In SGD, instead of using the entire dataset for each iteration, only a single training example that is selected randomly is used to calculate the gradient and update the model parameters. Since this random selection introduces randomness into the optimization process, the algorithm is named as the “stochastic” Gradient Descent.
One of the main advantages of the SGD is the computational efficiency it provided, especially when dealing with large datasets.
The SGD classifier has the following performance measures:
accuracy on the training dataset: 0.88
precision on the training dataset: 0.89
recall on the training dataset: 0.88
f1 score on the training dataset: 0.88
accuracy on the test dataset: 0.87
precision on the test dataset: 0.88
recall on the test dataset: 0.87
f1 score on the test dataset: 0.87
(6) Support Vector Machines
The Support Vector Machine (SVM) algorithm tries to find the optimal hyperplane in an N-dimensional (where N depends on the number of features) space that can separate the data points in different classes in the feature space.
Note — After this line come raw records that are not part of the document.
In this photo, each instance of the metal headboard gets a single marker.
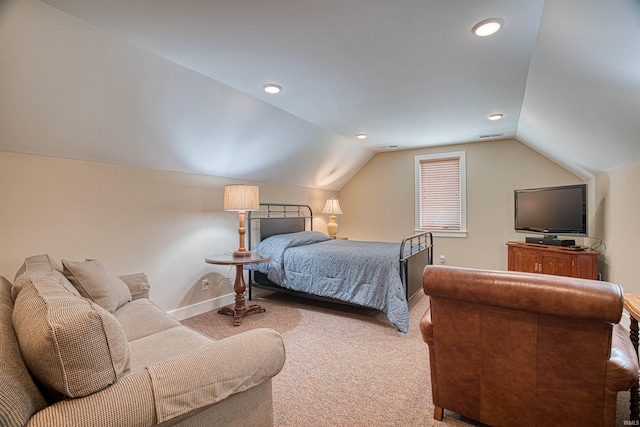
(277, 218)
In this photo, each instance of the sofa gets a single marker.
(81, 346)
(526, 349)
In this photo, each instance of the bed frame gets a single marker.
(416, 251)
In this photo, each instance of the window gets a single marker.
(441, 194)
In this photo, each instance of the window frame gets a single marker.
(461, 156)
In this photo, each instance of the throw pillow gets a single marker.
(39, 265)
(70, 344)
(96, 282)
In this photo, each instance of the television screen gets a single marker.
(552, 210)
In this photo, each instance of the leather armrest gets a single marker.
(622, 366)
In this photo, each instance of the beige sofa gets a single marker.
(80, 346)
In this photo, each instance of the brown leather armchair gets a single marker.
(523, 349)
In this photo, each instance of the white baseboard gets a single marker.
(202, 307)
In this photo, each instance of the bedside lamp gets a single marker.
(241, 198)
(332, 208)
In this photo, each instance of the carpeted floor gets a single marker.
(346, 366)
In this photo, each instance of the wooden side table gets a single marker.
(239, 309)
(632, 304)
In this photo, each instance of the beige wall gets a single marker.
(616, 219)
(133, 219)
(379, 202)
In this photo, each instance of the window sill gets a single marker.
(445, 233)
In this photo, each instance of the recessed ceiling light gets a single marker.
(272, 88)
(487, 27)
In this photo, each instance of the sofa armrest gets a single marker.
(176, 386)
(622, 366)
(129, 401)
(237, 363)
(138, 284)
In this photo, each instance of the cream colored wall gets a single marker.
(133, 219)
(379, 202)
(615, 220)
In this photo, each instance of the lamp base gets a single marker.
(242, 253)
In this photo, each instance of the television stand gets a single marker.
(558, 260)
(550, 241)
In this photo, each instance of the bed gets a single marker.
(379, 275)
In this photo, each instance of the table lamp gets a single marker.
(241, 198)
(332, 208)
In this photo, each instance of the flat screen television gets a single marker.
(552, 211)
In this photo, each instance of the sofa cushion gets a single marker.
(96, 282)
(165, 345)
(40, 265)
(19, 396)
(141, 318)
(70, 344)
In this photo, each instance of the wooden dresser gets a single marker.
(557, 260)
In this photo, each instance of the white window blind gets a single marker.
(441, 194)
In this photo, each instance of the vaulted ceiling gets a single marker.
(564, 73)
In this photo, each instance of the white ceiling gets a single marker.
(565, 73)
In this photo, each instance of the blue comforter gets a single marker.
(363, 273)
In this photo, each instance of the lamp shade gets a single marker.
(332, 207)
(241, 198)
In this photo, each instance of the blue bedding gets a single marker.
(363, 273)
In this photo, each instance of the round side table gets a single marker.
(239, 309)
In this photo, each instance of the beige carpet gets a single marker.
(346, 366)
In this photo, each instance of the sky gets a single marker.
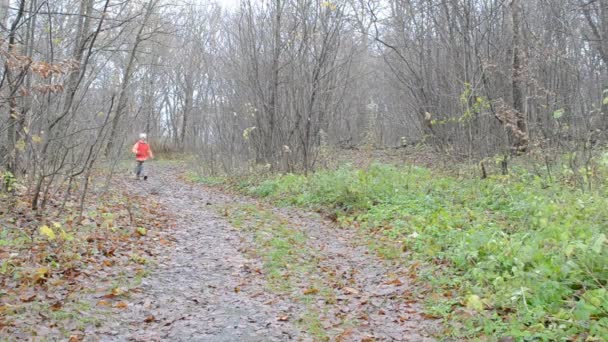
(226, 4)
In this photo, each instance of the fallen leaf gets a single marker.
(350, 290)
(121, 305)
(56, 306)
(76, 338)
(311, 291)
(28, 298)
(103, 303)
(395, 282)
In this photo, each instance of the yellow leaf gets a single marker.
(41, 274)
(20, 145)
(121, 305)
(65, 235)
(48, 232)
(474, 303)
(311, 291)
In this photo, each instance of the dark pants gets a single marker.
(139, 169)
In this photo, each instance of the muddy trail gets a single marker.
(213, 282)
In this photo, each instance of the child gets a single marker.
(142, 153)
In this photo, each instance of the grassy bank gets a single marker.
(514, 256)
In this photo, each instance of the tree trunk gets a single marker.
(123, 95)
(520, 132)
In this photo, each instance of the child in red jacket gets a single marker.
(142, 153)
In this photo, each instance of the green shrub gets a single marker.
(531, 253)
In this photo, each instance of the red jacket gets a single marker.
(142, 151)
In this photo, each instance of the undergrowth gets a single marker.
(515, 256)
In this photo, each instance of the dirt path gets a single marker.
(209, 288)
(191, 295)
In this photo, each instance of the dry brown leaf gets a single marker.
(76, 338)
(350, 290)
(395, 282)
(121, 305)
(311, 291)
(26, 298)
(56, 306)
(103, 303)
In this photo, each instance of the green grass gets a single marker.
(519, 255)
(285, 258)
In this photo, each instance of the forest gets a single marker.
(460, 143)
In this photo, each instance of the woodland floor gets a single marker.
(211, 287)
(222, 275)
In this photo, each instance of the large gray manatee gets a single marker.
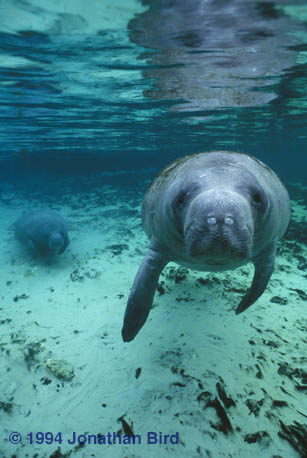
(209, 212)
(43, 231)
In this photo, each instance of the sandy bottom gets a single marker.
(197, 381)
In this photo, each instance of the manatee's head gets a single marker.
(218, 223)
(56, 243)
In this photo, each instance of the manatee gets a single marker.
(209, 212)
(43, 231)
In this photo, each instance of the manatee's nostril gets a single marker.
(211, 220)
(228, 220)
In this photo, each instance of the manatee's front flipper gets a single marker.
(142, 293)
(264, 266)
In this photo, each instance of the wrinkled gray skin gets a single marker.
(42, 231)
(209, 212)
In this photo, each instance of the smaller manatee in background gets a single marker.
(42, 231)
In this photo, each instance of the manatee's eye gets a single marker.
(179, 201)
(259, 199)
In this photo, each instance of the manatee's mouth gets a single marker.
(219, 229)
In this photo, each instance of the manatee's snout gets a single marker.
(219, 227)
(56, 242)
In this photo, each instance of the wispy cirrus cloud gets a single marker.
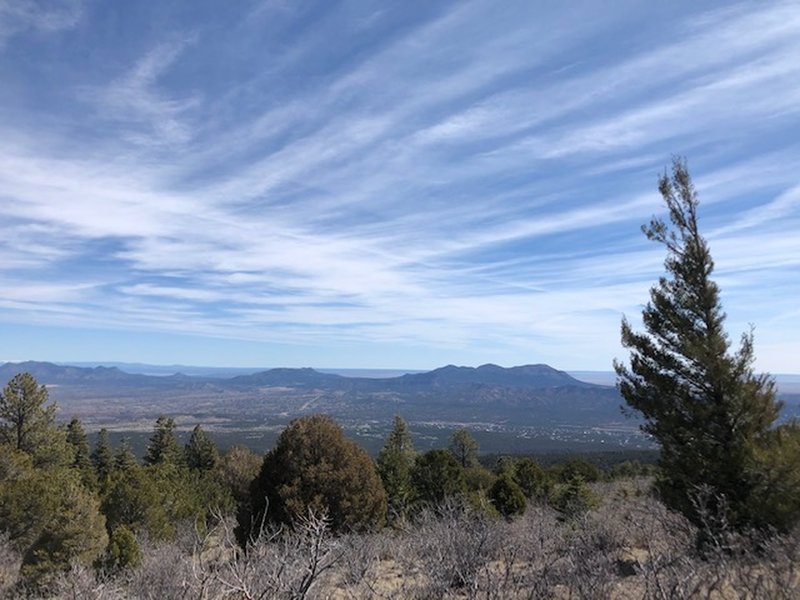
(23, 16)
(465, 182)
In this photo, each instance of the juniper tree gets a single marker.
(700, 401)
(201, 452)
(164, 447)
(27, 422)
(103, 456)
(395, 461)
(314, 467)
(464, 447)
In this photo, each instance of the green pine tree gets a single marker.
(79, 443)
(201, 452)
(164, 447)
(395, 461)
(125, 458)
(103, 456)
(27, 422)
(464, 447)
(704, 405)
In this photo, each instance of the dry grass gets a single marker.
(631, 547)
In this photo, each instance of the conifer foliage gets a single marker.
(395, 461)
(703, 403)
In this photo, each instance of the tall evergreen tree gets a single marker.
(437, 475)
(164, 447)
(79, 441)
(201, 452)
(703, 404)
(464, 447)
(103, 456)
(315, 467)
(27, 421)
(395, 461)
(125, 458)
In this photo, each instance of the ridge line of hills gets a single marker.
(532, 376)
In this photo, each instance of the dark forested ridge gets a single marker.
(489, 393)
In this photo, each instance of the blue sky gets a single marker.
(376, 184)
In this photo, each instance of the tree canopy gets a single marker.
(314, 467)
(703, 403)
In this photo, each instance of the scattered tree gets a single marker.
(315, 468)
(164, 447)
(395, 461)
(201, 452)
(464, 448)
(27, 421)
(507, 496)
(125, 458)
(437, 475)
(103, 456)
The hyperplane aims to achieve that the margin between the closest points of different classes should be as maximum as possible. The dimension of the hyperplane depends upon the number of features. If the number of input features is two, then the hyperplane is just a line. If the number of input features is three, then the hyperplane becomes a 2-D plane. It becomes difficult to imagine when the number of features exceeds three.
The SVC classifier has the following performance measures:
accuracy on the training dataset: 0.99
precision on the training dataset: 0.99
recall on the training dataset: 0.99
f1 score on the training dataset: 0.99
accuracy on the test dataset: 0.98
precision on the test dataset: 0.98
recall on the test dataset: 0.98
f1 score on the test dataset: 0.98
Based on these results on both the training and test datasets, the Random Forest and Support Vector Machine classifiers seem to outperform other implemented ML algorithms.